At the 2024 John Thomas Terrier Classic in Boston, he set a personal best of 3:53.17 in the mile, setting a school record for NAU in the process.

Shortly after, Northern Arizona competed at the 2024 Husky classic, where Sahlman raced the 800 meters and ran both a personal best and school record of 1:47.88. He lowered his record to 1:47.48 at the 2024 Big Sky Indoor Conference Championships.

In September 2024, Sahlman signed an NIL deal with Hoka.

On August 1, 2025, at the 2025 USA Outdoor Track and Field Championships, after making it through the preliminary round the previous day, Sahlman ran a personal best of 1:44.80 in the semifinal to qualify for the final.

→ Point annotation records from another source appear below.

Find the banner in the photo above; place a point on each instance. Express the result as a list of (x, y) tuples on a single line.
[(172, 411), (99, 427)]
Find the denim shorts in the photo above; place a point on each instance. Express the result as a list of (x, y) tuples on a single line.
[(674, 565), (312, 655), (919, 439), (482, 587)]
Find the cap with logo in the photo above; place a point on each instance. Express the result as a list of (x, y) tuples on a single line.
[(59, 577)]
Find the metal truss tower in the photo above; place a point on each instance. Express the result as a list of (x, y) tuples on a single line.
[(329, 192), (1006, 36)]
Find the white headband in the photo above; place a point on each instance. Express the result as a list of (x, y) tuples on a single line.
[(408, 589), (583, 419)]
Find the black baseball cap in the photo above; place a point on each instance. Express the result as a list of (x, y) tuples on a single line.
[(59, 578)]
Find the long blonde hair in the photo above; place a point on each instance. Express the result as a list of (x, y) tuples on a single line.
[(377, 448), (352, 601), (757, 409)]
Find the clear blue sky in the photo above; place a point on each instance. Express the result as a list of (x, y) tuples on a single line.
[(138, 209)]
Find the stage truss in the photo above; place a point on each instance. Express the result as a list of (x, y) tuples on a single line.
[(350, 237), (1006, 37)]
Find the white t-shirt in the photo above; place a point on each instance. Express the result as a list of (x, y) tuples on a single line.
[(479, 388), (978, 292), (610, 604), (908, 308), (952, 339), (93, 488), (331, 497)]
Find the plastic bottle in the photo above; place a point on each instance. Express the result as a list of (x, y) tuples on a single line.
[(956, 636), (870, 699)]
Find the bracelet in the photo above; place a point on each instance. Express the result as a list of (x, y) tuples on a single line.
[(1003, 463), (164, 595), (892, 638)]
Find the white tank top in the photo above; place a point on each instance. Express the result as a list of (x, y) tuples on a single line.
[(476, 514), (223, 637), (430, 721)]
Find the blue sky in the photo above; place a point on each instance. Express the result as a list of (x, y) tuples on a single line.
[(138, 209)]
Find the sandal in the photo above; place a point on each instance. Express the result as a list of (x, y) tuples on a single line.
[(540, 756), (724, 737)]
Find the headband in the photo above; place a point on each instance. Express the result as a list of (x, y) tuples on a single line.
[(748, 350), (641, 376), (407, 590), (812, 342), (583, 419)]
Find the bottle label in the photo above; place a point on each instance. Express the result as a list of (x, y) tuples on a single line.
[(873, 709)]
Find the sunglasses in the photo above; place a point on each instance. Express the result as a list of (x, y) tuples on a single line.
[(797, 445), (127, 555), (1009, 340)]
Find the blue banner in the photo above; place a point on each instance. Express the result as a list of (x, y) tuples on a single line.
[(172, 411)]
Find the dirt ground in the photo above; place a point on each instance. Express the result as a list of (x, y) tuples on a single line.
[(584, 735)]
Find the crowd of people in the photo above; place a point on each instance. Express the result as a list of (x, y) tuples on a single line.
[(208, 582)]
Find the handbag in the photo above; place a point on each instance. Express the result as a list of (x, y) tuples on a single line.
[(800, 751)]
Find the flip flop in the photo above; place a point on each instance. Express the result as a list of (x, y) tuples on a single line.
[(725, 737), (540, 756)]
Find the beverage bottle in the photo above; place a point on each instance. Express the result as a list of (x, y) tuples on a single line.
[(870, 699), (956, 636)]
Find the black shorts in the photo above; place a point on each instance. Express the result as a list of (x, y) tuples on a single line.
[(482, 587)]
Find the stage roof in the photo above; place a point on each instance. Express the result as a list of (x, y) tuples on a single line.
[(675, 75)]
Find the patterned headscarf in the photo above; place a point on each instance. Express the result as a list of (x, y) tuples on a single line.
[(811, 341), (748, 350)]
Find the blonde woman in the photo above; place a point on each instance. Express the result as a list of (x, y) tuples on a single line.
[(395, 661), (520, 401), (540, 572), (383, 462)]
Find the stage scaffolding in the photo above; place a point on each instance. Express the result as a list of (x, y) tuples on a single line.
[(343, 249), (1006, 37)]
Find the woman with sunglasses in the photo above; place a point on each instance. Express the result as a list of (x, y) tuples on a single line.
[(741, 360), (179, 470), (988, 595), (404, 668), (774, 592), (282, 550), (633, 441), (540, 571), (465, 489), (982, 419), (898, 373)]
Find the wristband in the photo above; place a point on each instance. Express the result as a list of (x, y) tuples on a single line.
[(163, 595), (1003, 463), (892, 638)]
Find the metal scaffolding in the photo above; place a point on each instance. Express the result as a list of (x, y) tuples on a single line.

On March 13–14, 2026, Sahlman competed in the 2026 NCAA Indoor Track and Field Championships in Fayetteville, Arkansas. After qualifying for multiple events including the mile and the 800 meters, he elected to compete in the 3,000 meters and the Distance Medley relay.

After anchoring the winning NAU DMR team, Sahlman finished second in the 3,000 meters behind Habtom Samuel. However, Sahlman would be crowned the champion after Samuel was DQ'd for impeding Marco Langon on the final lap.